If you have the right project team selected and commitment from business and IT leadership to support the Agile philosophy you are off to a great start, but it is only the beginning.  As you start your first project, consider the following:

  • Make sure requirements are prioritized by the business up front
  • Start small and prove success, don’t try to build enterprise system 2.0 out of the gate
  • Plan for resistance – even though you have leadership buy in, not everyone will be supportive
  • Keep Iterations/Sprints short in duration (2-6 weeks)

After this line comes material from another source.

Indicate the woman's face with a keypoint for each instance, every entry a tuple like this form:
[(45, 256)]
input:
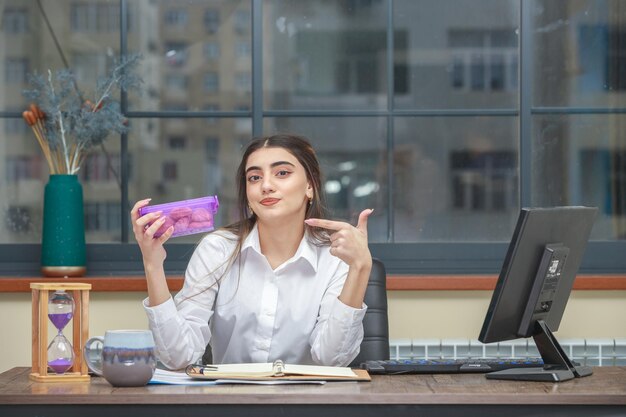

  • Deliver business value early and often.   Naysayer’s quiet down quickly when the team is delivering working software
  • If at all possible have the team co-located.  While a distributed team can work, there is a tremendous amount of intangible value you get from co-location
  • Do not start the project unless you have business representation.  Without the business, Agile will not work.

With these tips in mind, you should have a smooth entry into the world of Agile software development.